Maintaining hierarchical structures is difficult is any database system: whilst integrity guarantees might best be maintained using a traditional self-referential foreign-key structure in a relational database (which can better handle integrity issues using compound keys), any system that aspires to good performance will run into problems when moving trees within trees (especially when optimisations like the adjacency list or nested set model are employed.) Graph databases make the relationship side of things much easier where hierarchies are concerned, but since EHRI is an integration project we also have to worry about the identity of things at various levels so that we can point back to whatever it was we were integrating. There are therefore numerous complexities involved that make sanity checking hierarchical structures pretty important; especially - as with graph DBs - when there's a separate indexing stage involved. Confusing matter is the fact that there are two types of hierarchy:

  • permission scope

  • parental

Most items, for instance, archival units, can only have one parent.
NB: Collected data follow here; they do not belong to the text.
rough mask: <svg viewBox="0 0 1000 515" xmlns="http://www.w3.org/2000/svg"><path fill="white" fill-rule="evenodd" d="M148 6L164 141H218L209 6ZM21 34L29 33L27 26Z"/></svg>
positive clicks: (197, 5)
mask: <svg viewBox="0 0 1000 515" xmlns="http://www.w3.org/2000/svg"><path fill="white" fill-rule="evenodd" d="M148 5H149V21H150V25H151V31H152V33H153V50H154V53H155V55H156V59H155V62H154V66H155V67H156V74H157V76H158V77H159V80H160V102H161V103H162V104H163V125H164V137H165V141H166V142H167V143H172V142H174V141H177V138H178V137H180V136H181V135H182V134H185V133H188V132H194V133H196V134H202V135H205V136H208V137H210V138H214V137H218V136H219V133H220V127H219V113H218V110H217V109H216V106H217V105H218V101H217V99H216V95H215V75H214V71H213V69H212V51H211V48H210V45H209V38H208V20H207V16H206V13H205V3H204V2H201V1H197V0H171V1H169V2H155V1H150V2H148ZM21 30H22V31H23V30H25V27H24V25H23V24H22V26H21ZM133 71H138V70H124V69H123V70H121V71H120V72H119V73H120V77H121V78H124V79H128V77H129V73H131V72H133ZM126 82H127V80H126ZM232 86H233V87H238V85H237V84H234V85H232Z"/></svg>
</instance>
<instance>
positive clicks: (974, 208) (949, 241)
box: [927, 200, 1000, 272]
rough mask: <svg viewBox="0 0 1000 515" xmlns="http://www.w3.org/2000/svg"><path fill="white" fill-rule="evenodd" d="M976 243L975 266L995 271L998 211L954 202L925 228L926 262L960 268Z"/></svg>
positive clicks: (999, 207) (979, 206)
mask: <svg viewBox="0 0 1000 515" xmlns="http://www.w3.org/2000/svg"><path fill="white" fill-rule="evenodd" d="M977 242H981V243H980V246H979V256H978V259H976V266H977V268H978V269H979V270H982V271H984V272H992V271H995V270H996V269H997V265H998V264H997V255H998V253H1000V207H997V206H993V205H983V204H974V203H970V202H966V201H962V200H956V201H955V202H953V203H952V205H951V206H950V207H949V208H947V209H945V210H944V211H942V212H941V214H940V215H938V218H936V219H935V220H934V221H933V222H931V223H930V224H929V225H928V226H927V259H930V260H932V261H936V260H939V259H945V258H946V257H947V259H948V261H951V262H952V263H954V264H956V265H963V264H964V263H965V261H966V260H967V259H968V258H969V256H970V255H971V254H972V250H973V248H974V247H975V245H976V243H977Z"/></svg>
However, some, such as concepts (in SKOS vocabularies) can belong to multiple different trees and therefore have several different parents. All items, however, can only have a single permission scope. For archival units this will be the parent item or the repository. For repositories it will be the country they are in. For concepts it will be the vocabulary they belong (rather than the higher level broader concepts which they may have as immediate parents.)

The IdRegenerator class is a 'check' tool that ensures IDs match permission scopes when a node is moved between permission scopes. It can be called via HTTP on the host that runs the graph server via the tools endpoint.